You are viewing a plain text version of this content. The canonical link for it is here.
Posted to user@hbase.apache.org by Steinmaurer Thomas <Th...@scch.at> on 2011/11/28 10:55:00 UTC

Strategies for aggregating data in a HBase table

Hello,

 

this has been already discussed a bit in the past, but I'm trying to
refresh this thread as this is an important design issue in our HBase
evaluation.

 

Basically, the result of our evaluation was that we gonna be happy with
what Hadoop/HBase offers for managing our measurement/sensor data.
Although one crucial thing for e.g. backend analysis tasks is, we need
access to aggregated data very quickly. The idea is to run a MapReduce
job and store the dialy aggregates in a RDBMS, which allows us to access
aggregated data more easily via different tools (BI frontends etc.).
Monthly and yearly aggregates are then handled with RDBMS concepts like
Materialized Views and Partitioning.

 

While it is an option processing the entire HBase table e.g. every night
when we go live, it probably isn't an option when data volume grows over
the years. So, what options are there for some kind of incremental
aggregating only new data?

 

- Perhaps using versioning (internal timestamp) might be an option?

- Perhaps having some kind of HBase (daily) staging table which is
truncated after aggregating data is an option?

- How could Co-processors help here (at the time of the Go-Live, they
might be available in e.g. Cloudera)?

 

etc.

 

Any ideas/comments are appreciated.

 

Thanks,

Thomas

 


Re: Strategies for aggregating data in a HBase table

Posted by Jean-Daniel Cryans <jd...@apache.org>.
Or you could just prefix the row keys. Not sure if this is needed
natively, or as a tool on top of HBase. Hive for example could do
exactly that for you when Hive partitions are implemented for HBase.

J-D

On Wed, Nov 30, 2011 at 1:34 PM, Sam Seigal <se...@yahoo.com> wrote:
> What about "partitioning" at a table level. For example, create 12
> tables for the given year. Design the row keys however you like, let's
> say using SHA/MD hashes.
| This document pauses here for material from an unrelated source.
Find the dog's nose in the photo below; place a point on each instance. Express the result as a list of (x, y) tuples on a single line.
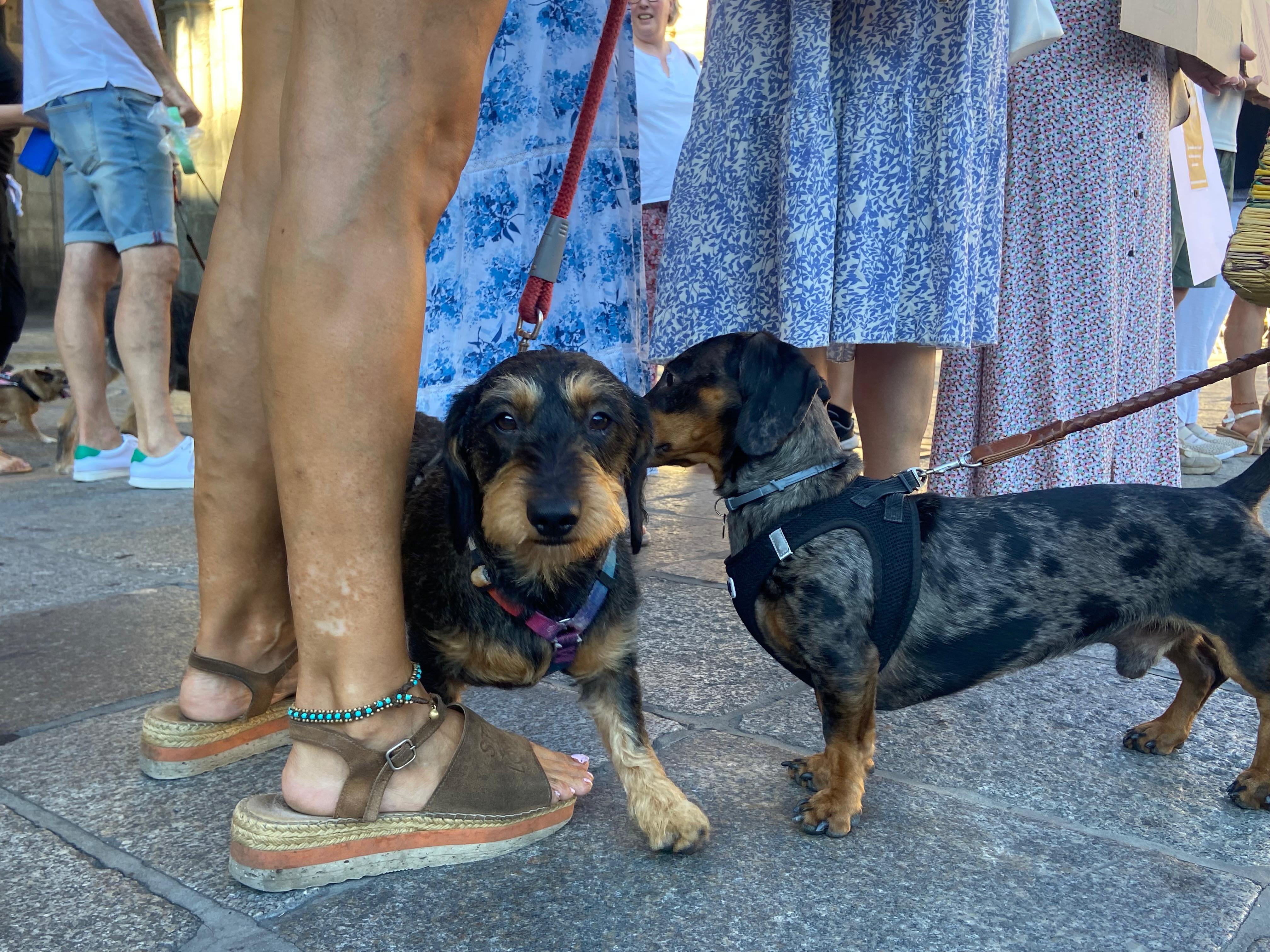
[(553, 518)]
Place transactions in the appropriate table
> and then do aggregations based on that table alone (this is assuming
> you won't get transactions with timestamps in the past going back a
> month). The idea is to archive the tables for a given year and start
> fresh the next. This is acceptable in my use case. I am in the process
> of trying this out, so do not have any performance numbers, issues yet
> ... Experts can comment.
>
> On a further note, having HBase support this natively i.e. one more
> level of partitioning above the row key , but below a table can be
> beneficial for use cases like these ones. Comments ... ?
>
> On Wed, Nov 30, 2011 at 11:53 AM, Jean-Daniel Cryans
> <jd...@apache.org> wrote:
>> Inline.
>>
>> J-D
>>
>> On Mon, Nov 28, 2011 at 1:55 AM, Steinmaurer Thomas
>> <Th...@scch.at> wrote:
>>> Hello,
>>> ...
>>>
>>> While it is an option processing the entire HBase table e.g. every night
>>> when we go live, it probably isn't an option when data volume grows over
>>> the years. So, what options are there for some kind of incremental
>>> aggregating only new data?
>>
>> Yeah you don't want to go there.
>>
>>>
>>> - Perhaps using versioning (internal timestamp) might be an option?
>>
>> I guess you could do rollups and ditch the raw data, if you don't need it.
>>
>>>
>>> - Perhaps having some kind of HBase (daily) staging table which is
>>> truncated after aggregating data is an option?
>>
>> If you do the aggregations nightly then you won't have "access to
>> aggregated data very quickly".
>>
>>>
>>> - How could Co-processors help here (at the time of the Go-Live, they
>>> might be available in e.g. Cloudera)?
>>
>> Coprocessors are more like an internal HBase tool, so don't put all
>> your eggs there until you play with them. What you could do is get the
>> 0.92.0 RC0 tarball and try them out :)
>>
>>> Any ideas/comments are appreciated.
>>
>> Normally data is stored in a way that's not easy to query in a batch
>> or analytics mode, so an ETL step is introduced. You'll probably need
>> to do the same, as in you could asynchronously stream your data to
>> other HBase tables or Hive or Pig via logs or replication and then
>> directly insert it into the format it needs to be or stage it for
>> later aggregations. If you explore those avenues I'm sure you'll find
>> concepts that are very very similar to those you listed regarding
>> RDBMS.
>>
>> You could also keep live counts using atomic increments, you'd issue
>> those at write time or async.
>>
>> Hope this helps,
>>
>> J-D

Re: Strategies for aggregating data in a HBase table

Posted by Sam Seigal <se...@yahoo.com>.
What about "partitioning" at a table level. For example, create 12
tables for the given year. Design the row keys however you like, let's
say using SHA/MD hashes. Place transactions in the appropriate table
and then do aggregations based on that table alone (this is assuming
you won't get transactions with timestamps in the past going back a
month). The idea is to archive the tables for a given year and start
fresh the next. This is acceptable in my use case. I am in the process
of trying this out, so do not have any performance numbers, issues yet
... Experts can comment.

On a further note, having HBase support this natively i.e. one more
level of partitioning above the row key , but below a table can be
beneficial for use cases like these ones. Comments ... ?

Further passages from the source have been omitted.